Lysander menatap sengit Felix yang juga menatapnya tak kalah sengit. Tatapan Felix seperti mengintimidasinya. Seakan semua adalah kesalahannya. Seakan kembalinya Alistaire ke arena adalah karena dirinya.

"San, lo balik aja deh. Mau ngapain lo disini?" tanya Alistaire berusaha merendahkan nada bicaranya. Ia sedang enggan mendebat Lysander.

"Dan membiarkan lo berlagak layaknya pahlawan?" decih Lysander. Ia sudah kesal sejak tadi. Sejak ia tahu kalau malam ini Alistaire akan melakukan aksi balapan dengan Ersya dan Farrel dan ia sebagai taruhannya.

"Apa lo pikir hidup lo sebercanda itu?" sengit Lysander.

"San, tolong jangan lagi terlibat. Gue nggak butuh simpati lo. Ersya sama Farrel itu urusan gue!" Alistaire tak kalah sengit. 

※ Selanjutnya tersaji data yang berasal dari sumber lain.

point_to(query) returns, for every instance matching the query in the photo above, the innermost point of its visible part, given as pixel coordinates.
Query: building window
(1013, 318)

"Urusan gue juga karena mereka berdua udah berani nyerang gue!" Lysander tak mau kalah.

Alistaire berdecih dibalik helm-nya. "Lantas lo mau jadi pahlawan juga disini?" sinisnya.

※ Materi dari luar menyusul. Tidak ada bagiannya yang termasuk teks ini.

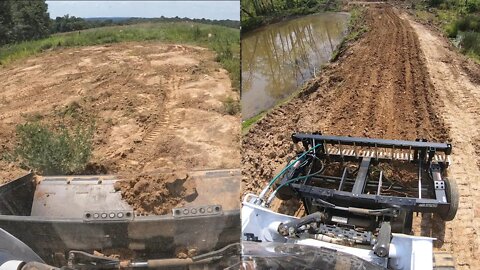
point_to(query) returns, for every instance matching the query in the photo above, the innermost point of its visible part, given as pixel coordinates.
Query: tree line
(29, 20)
(23, 20)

"Bukan buat lo tapi buat diri gue sendiri." Lysander tersenyum miring lantas memakai helm-nya.

"Lo nggak ada urusannya sama mereka. Jadi gue minta jangan berlebihan melibatkan diri. Stop bertingkah sok keren!" ketus Alistaire.

"Dan stop menjadikan gue sebagai alasan lo melakukan hal-hal konyol begini!" Lysander tak kalah ketus. "Stop bersikap sok paling benar!" katanya.

"Gue melakukannya untuk diri gue sendiri. Dan nggak ada urusannya sama lo!" celetuk Alistaire. Nada bicaranya sedikit naik.

Lysander menaikkan satu alisnya menatap Alistaire dari balik helm-nya. Lantas ia berdecih sebal. Awalnya ia tak peduli ketika Felix memberitahunya kalau Alistaire akan melakukan hal konyol ini. Tapi Felix sendiri yang memintanya terlibat. Felix memberitahu segalanya tentang pertengkaran Alistaire, Ersya dan Farrel siang tadi di sekolah. Biar bagaimanapun ia memang telah terlibat dalam masalah menyebalkan ini.